たった1日で首都『東京』は『音楽』により壊滅し、そして『音楽』は各地の都心部へと侵略を開始。1週間後には日本全土の人口は急激に減少していた。
――同時刻に日本以外の国々には、『音符』が落下しており、そして同じく中から『音楽』が現れ侵略を開始していた。それによって、世界全体の人口も同様に減少していた。
人類は未だかつてないほど程、絶滅の危機に陥っていた。
僕は、その時小学1年生だった。テレビで中継されていた光景を見て恐怖しかなかった。母はすぐさま僕を避難させようとした。ただ、僕には心残りがあった。

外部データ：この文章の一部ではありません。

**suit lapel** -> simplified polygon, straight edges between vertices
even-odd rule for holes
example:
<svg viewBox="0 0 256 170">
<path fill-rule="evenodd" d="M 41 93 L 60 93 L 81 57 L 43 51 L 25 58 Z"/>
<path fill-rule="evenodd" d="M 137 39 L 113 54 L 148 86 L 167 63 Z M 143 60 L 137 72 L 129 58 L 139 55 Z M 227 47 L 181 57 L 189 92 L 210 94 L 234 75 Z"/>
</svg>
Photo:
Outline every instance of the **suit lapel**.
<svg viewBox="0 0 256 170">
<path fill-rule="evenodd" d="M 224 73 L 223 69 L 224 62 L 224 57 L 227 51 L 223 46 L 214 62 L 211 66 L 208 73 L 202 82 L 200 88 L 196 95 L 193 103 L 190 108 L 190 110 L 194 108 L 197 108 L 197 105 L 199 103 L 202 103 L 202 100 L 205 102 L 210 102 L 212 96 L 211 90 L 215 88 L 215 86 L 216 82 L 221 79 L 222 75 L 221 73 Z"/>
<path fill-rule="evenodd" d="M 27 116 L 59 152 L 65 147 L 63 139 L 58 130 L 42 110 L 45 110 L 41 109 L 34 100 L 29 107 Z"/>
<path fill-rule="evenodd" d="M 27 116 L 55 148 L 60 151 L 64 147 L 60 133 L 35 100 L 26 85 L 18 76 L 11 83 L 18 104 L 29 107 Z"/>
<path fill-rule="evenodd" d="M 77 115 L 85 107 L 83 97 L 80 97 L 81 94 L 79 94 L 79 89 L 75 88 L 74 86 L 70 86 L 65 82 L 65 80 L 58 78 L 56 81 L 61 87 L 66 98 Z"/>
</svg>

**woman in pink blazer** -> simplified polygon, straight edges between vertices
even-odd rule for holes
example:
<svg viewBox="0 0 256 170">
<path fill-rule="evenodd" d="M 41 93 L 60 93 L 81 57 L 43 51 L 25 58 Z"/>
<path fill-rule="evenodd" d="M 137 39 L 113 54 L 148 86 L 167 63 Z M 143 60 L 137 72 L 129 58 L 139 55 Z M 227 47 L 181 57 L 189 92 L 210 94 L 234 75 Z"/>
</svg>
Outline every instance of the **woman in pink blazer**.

そして僕は幼馴染の『鶴瓶京子』と離れ離れになってしまった。
今どこにいるのか。なんならもう『楽器』にされているんじゃないか。
それは、今も分かっていない。
―そして『5年後』の今。
今もなお世界の人口は減少。楽器は増加していった。各地の都心部は完全に壊滅。今では人間は山の中へ住処を移すことを余儀なくされていた。
そしてこの時代にはもう『学校』なんてものはなかった。小学生、高校生であろうとも。それはもう『小学生』である。『高校生』である。という単語でしかなかった。
生き延びた人々はただ、いつ『音楽』が現れるか。そんな恐怖におびえる日々が続いている。
そんな世界でも尚、都心部のビルの屋上で住んでいる僕とタケはある『計画』を企てていた。